Recorded
9/26
Library of Congress Recordings third disk: Woody Guthrie
9/27
I'm Confessin': with Lil Armstrong, Jonah Jones, J.C. Higginbotham;
Move Members Move: Rosie Hibler & Family
San Francisco: Harry Partch
Out of the Cradle: Paul Creston
Imaginary Landscape #4: John Cage
Two Madrigals from the Triumphs of Thusnelda: Peter Schickele
9/28
Still Crazy After All These Years: Paul Simon
Los Angeles: X
9/29
Theme (Update)/Three Sides to This Story: Young Fresh Fellows
Banned Rehearsal #202: Banned Rehearsal
O for piano: Benjamin Boretz
9/30
String Quartet: Benjamin Boretz
Live
10/1
Seattle Percussion Collective
Presents the Music of John Cage
at Gallery 1412
Child of Tree
Composed Improvisation for Frame Drum and Composed Improvisation for Snare Drum (performed simultaneously)
Five
A Flower
51'15.657" for a speaking percussionist
The last, performed by Bonnie Whiting-Smith, is a combination of 27'10.554" for a percussionist and 45' for a speaker, from The Ten Thousand Things.
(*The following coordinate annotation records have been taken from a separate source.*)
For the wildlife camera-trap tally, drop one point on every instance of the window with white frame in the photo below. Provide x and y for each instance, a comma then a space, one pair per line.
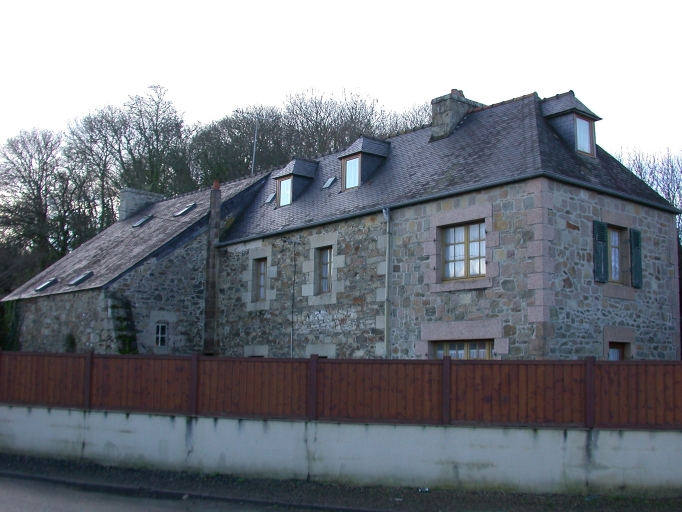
259, 270
284, 191
324, 269
351, 173
479, 349
584, 135
463, 251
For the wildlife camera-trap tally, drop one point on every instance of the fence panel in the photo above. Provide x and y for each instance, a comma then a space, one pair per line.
519, 393
270, 388
54, 380
141, 383
396, 391
638, 394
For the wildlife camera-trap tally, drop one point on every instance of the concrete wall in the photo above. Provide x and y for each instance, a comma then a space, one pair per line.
527, 460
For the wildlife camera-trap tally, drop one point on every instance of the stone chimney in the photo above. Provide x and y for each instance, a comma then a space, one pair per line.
212, 275
447, 111
133, 200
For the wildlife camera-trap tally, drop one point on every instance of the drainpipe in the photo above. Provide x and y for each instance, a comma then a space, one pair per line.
212, 270
387, 298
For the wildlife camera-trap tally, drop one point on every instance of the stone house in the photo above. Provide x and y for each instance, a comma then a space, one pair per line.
498, 231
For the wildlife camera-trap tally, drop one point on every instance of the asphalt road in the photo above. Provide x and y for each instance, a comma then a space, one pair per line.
32, 496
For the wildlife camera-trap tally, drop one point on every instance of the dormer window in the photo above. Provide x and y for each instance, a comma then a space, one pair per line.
284, 190
350, 172
584, 135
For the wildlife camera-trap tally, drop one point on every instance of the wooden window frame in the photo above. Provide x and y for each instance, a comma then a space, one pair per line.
322, 266
279, 191
344, 163
609, 230
590, 124
467, 256
161, 334
260, 269
465, 346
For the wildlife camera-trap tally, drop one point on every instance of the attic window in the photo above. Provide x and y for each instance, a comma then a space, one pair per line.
81, 278
185, 210
143, 221
284, 191
350, 173
584, 135
46, 285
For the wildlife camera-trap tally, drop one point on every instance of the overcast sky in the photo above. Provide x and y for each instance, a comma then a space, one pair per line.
64, 59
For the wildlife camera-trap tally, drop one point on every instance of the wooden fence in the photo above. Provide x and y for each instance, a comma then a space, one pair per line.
515, 393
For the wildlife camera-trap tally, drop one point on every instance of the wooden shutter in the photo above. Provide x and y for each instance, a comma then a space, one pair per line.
636, 258
601, 252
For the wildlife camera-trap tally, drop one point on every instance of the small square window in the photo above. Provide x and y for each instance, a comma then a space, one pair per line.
324, 270
463, 251
462, 349
284, 191
584, 135
259, 275
161, 335
618, 351
351, 173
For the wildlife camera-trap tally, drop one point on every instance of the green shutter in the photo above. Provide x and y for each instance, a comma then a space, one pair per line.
601, 252
636, 257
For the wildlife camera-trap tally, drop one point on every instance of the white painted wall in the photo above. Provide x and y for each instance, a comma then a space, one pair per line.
528, 460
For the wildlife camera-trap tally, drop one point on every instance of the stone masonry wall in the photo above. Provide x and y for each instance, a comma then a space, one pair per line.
46, 323
586, 315
169, 290
347, 322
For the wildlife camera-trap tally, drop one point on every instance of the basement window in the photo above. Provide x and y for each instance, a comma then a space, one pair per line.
81, 278
46, 284
143, 221
462, 349
185, 210
161, 334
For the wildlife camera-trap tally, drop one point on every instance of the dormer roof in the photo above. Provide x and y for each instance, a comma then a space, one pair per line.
566, 103
364, 144
297, 167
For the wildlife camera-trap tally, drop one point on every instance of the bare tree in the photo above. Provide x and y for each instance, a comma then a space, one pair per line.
663, 173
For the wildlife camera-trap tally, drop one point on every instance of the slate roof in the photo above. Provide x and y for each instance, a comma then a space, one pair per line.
121, 247
496, 144
299, 167
368, 145
492, 145
566, 102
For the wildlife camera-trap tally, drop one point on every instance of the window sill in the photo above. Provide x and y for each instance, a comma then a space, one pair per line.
463, 284
618, 291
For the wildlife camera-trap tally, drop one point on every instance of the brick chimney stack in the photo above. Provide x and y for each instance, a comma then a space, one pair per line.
447, 111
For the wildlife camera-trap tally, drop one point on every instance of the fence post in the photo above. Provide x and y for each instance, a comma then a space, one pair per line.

This was the most thought-provoking work of the evening, in part because it plays out an underlying difficulty of Cage's work and thought in general. The text falls into a peculiar interstice between fragmentation and comprehensibility. I hear a desire to sever the connection and the inimical influence that verbal thought has upon musical perception. But my hearing has its own desire when faced with text, which is to comprehend the sense, or the intended sense, of it, even though I understand that this attempt may be exactly what the sense of what I am hearing is trying to tell me not to do. In the end it was very lively. Bonnie is a fabulous performer and always a pleasure to hear.
Kudos to the SPC and their intrepid performers. Becca Baggenstoss dismantled vegetables to lovely sonic effect in Child of Tree, and the rest of the crew: Greg Campbell, Paul Kikuchi, Dale Speicher, Denali Williams, and guest Sarah Bassingthwaighte all did their duly well throughout. A lovely evening.